Considering what has transpired between both families, physical meeting can be arranged, which I think is very necessary,of course after speaking on phone (my dad for example will consider that rude and won't give you an audience, each family with its own rule, I don't even want to imagine what my dad will do to you if I were in your baby mama's shoes cheesy grin, on a funny note, just plan to carry your bag to relocate to Somalia cheesy cheesy )
Yes, I understand the psychological effect on you, but believe me whatever you're feeling, she's going through worse (our society doesn't favour a single mom, The society we live in hails abortion (I've got nothing against abortion, its a personal choice) and see those who are brave enough to face their "mistakes" are seen as promiscuous. I am one myself and I didn't have a child out of wedlock o,circumstances made me one, its a biased world out there).

She should work on making herself better than wallowing in guilt and self pity...having a source of income makes one mentally, physically and even emotionally stable to an extent(I really wish she can read this)

Like I said earlier, weigh your options well, very well, make the choices you can live with alone.

May God illuminate our path
Re: Pls Advice: My Baby Mama Want To Leave With Our 10month Old Child. by mrjojo: 7:08pm On Feb 27, 2018
Hmm, this is very sensitive, a child life and future is at stake.

Please op, you have to be very critical going forward.

Did ever loved her? Or it was just sex? You said you wouldn't be ready for marriage till say 9yrs time, so you should be Btw 21-25,correct? And is the only factor affecting marriage with her?
In my opinion, this lady probably loves you, this days lady abort in a blink of an eye. And you telling her nothing can ever happen between you two is making her defensive. I know mistakes happen, but please understand her emotions, she is probably trying to move on and totally get you out of her life, "since you don't want her".
As other posters suggested, meet her parents. And is there any reason you guys can't Atleast date? Who knows
Re: Pls Advice: My Baby Mama Want To Leave With Our 10month Old Child. by theysg(op): 12:58am On Mar 01, 2018
mrjojo:
Hmm, this is very sensitive, a child life and future is at stake.
You are somewhat precise with the age, I'm 26.
I already understand her emotions but it's quite painful no-one wants to understand mine.. It's a cruel world though and that doesn't baffle me..
It's a long story if I decide to explain why we can't date anymore or marry, but honestly at this point I know what's good for me.
I have a startup, I have a 9-5 job which implies I have a career to run after. All this things are distractions.. Although I have been able to curb it to some extent buh bliv me a day will not pass by without thinking about it.. It's such a big distraction..
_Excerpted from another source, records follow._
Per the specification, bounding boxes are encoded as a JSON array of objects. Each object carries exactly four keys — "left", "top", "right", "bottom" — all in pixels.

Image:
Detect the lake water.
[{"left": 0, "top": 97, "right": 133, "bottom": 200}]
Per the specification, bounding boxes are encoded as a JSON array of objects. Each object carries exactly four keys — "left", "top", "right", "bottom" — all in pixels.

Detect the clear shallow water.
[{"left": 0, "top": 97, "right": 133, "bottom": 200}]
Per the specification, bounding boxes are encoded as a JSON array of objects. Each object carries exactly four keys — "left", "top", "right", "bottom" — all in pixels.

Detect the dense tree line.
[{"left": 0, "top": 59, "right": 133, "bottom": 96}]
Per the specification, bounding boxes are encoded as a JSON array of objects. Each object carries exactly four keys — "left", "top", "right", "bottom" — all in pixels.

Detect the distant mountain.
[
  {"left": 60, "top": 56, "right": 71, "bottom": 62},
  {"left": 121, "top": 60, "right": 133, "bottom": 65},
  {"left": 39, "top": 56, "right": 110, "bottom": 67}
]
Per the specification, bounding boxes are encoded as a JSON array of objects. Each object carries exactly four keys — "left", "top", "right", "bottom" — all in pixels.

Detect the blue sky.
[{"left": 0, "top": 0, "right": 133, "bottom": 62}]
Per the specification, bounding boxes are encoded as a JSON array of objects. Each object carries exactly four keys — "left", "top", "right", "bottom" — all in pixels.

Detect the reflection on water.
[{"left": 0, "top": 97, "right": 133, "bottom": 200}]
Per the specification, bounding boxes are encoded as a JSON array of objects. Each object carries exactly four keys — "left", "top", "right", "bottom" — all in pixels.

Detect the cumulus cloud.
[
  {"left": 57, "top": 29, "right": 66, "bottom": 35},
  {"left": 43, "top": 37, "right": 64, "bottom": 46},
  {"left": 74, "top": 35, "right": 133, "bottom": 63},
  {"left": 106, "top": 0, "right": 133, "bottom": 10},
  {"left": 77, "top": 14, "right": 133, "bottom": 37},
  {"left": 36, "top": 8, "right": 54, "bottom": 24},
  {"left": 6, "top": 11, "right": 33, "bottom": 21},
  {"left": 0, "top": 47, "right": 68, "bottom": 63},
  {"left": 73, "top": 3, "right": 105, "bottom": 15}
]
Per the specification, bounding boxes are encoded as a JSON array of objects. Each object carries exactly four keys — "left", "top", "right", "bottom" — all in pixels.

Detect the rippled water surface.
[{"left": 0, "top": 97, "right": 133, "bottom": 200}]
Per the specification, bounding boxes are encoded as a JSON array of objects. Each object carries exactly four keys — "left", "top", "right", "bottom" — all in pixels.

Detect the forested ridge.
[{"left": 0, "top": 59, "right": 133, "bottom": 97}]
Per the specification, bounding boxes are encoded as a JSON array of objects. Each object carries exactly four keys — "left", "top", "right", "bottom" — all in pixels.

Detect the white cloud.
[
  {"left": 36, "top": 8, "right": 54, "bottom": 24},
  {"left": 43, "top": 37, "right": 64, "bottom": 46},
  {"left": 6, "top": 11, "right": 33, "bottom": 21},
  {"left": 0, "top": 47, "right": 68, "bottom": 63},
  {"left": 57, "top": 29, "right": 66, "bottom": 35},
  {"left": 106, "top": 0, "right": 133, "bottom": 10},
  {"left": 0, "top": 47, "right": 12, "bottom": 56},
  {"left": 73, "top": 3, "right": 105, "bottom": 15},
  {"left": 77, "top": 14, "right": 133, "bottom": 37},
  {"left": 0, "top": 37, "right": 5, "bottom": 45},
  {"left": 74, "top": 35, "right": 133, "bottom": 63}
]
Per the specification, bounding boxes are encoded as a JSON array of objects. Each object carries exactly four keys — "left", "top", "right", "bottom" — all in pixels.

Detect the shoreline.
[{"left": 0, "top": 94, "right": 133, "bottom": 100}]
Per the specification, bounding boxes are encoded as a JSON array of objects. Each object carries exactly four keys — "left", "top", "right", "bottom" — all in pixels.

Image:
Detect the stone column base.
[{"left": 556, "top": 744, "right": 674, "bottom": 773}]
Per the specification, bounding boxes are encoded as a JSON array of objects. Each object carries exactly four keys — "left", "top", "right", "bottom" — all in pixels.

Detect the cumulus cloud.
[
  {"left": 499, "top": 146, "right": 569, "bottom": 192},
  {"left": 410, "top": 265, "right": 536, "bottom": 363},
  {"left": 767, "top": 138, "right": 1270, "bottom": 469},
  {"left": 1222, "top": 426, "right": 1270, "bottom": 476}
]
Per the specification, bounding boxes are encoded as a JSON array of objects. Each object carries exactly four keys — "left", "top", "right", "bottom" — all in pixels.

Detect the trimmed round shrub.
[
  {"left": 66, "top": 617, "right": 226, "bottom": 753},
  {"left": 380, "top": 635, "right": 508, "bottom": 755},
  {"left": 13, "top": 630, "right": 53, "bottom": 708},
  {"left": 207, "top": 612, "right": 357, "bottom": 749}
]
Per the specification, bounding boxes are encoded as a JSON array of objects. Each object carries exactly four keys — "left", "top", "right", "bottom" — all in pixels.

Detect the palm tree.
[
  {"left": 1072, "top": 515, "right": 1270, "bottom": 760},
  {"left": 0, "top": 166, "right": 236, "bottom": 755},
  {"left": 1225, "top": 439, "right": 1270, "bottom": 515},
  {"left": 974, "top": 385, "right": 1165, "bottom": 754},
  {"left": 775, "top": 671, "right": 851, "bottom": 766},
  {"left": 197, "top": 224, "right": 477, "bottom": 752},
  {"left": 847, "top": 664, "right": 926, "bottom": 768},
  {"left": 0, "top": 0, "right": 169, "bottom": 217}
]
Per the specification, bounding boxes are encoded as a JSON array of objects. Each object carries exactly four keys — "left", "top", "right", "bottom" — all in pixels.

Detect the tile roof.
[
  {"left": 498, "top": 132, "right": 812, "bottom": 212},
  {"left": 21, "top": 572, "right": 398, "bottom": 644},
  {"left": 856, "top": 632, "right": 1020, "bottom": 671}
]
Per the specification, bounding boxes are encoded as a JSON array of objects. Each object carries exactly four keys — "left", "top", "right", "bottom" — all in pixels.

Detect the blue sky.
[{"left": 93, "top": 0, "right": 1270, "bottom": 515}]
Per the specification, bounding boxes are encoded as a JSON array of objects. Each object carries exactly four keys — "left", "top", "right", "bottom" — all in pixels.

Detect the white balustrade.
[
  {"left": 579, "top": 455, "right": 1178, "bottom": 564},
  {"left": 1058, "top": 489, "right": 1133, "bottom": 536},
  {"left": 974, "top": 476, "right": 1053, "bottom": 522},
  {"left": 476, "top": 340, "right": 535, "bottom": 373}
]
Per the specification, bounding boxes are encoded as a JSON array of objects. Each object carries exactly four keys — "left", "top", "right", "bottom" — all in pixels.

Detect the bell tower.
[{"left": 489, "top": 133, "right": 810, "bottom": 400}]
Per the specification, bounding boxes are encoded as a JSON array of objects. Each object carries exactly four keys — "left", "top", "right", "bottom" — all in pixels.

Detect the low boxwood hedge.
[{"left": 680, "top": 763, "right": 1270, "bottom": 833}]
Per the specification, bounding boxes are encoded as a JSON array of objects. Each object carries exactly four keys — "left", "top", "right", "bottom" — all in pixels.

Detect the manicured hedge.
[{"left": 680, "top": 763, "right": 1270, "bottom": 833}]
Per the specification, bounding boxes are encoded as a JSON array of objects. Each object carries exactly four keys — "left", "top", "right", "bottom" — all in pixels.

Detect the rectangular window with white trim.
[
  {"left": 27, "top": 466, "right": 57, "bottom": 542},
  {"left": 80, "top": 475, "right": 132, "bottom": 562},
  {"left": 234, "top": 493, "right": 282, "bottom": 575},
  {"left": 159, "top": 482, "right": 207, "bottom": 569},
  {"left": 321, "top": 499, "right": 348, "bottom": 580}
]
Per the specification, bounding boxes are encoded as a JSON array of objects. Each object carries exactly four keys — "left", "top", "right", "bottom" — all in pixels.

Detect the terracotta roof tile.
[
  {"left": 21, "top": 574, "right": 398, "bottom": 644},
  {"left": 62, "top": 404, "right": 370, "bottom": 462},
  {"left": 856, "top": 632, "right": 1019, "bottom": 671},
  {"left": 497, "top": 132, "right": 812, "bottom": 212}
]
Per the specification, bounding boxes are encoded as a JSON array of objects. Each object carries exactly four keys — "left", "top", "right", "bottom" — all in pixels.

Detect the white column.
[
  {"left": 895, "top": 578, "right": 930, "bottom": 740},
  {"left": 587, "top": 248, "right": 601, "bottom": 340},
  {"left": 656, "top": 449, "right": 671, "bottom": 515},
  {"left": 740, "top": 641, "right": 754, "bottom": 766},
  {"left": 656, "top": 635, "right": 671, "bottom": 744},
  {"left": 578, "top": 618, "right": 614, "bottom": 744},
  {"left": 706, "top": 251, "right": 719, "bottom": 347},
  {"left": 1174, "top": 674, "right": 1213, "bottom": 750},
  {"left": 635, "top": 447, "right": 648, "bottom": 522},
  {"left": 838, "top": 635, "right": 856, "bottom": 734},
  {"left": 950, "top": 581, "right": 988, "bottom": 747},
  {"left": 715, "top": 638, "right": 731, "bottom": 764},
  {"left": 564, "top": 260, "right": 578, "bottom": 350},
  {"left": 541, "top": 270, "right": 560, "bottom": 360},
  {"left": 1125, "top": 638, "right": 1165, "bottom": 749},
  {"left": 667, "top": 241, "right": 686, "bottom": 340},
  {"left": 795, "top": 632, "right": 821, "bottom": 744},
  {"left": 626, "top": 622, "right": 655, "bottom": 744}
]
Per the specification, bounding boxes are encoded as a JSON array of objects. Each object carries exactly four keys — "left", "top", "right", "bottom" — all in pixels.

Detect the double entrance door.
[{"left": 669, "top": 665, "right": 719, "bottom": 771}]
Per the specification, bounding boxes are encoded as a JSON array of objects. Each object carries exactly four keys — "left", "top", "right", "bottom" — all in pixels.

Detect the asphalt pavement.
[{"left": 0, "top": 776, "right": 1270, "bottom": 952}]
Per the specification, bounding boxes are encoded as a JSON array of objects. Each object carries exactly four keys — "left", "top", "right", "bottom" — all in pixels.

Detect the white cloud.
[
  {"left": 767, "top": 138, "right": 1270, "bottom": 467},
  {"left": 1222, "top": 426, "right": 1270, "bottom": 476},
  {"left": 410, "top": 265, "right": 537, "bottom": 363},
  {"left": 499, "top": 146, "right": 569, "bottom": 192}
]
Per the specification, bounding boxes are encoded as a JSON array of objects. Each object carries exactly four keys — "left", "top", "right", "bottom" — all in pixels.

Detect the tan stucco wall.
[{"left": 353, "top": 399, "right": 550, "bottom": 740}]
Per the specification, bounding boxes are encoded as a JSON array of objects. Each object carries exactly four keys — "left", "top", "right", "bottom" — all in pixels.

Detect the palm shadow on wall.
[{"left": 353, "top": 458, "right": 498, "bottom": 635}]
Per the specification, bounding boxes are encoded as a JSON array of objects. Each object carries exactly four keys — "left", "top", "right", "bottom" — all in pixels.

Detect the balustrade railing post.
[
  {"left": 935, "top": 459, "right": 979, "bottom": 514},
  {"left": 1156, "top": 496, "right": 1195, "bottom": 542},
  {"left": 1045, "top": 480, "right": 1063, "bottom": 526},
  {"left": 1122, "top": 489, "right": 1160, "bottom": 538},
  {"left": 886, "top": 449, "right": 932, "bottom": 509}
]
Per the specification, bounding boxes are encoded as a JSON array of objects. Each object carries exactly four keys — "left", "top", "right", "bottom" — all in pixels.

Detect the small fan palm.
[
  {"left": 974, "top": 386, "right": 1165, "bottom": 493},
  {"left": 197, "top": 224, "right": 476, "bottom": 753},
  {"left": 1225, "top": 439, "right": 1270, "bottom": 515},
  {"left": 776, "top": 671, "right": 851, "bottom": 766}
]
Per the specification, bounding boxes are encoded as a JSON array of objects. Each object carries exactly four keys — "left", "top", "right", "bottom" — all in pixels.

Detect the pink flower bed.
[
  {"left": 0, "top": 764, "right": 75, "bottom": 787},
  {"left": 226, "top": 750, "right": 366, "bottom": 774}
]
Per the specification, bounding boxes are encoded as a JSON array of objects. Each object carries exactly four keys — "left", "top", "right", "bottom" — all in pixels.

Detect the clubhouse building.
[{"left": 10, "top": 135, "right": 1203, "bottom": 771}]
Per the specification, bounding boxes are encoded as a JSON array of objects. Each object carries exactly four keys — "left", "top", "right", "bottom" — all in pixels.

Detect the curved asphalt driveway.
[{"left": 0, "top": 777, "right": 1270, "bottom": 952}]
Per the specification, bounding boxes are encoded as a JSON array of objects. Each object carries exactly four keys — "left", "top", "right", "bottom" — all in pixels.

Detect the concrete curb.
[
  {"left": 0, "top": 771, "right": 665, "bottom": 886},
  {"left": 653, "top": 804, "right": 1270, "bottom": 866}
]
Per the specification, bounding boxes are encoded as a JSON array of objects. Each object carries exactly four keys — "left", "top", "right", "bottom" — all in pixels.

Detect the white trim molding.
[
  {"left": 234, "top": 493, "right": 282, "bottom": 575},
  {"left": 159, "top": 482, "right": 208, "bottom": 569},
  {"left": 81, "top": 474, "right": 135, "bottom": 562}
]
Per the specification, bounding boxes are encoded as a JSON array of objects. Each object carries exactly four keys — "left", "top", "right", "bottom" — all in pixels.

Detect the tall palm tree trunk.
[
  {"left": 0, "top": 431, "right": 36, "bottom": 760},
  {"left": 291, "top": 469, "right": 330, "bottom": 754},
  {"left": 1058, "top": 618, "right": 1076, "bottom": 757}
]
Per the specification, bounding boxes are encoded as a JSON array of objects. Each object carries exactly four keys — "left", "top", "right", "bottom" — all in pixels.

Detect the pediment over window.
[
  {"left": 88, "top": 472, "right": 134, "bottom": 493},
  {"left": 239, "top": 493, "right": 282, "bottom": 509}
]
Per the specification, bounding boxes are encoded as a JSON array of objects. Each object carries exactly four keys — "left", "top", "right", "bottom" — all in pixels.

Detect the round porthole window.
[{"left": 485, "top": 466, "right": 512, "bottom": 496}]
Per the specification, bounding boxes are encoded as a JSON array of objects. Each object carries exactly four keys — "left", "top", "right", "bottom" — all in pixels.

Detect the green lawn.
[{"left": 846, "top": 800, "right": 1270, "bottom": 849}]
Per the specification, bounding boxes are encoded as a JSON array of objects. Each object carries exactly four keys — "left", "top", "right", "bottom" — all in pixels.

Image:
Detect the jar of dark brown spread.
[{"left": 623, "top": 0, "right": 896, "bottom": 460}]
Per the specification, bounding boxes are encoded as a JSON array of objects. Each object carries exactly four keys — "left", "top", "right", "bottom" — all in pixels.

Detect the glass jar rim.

If I keep such lady beside me during my journey, it's a double distraction because we all know what baby mama's are capable of, especially when they know you can't tossed them one side.. They become a bone in the throat and disturb ur freaking life everyday, she is a potential bone in the throat by attitude and I can't afford to take her along.

Assuming I'm ready to get married next year or upper one, it's a different thing entirely.. But with this little time we spent together sef, I know what she has made me gone through not to talk of having her as a full wife..

I will do the needful, may God help us all.
Stay Blessed.
Re: Pls Advice: My Baby Mama Want To Leave With Our 10month Old Child. by PSTEMMA1960(m): 1:30pm On Mar 01, 2018
Nutase:
How do people have sex with strangers without protection??

I comot cap for you bros.

Wehdonesah.
village people work nah, or what do u want to hear?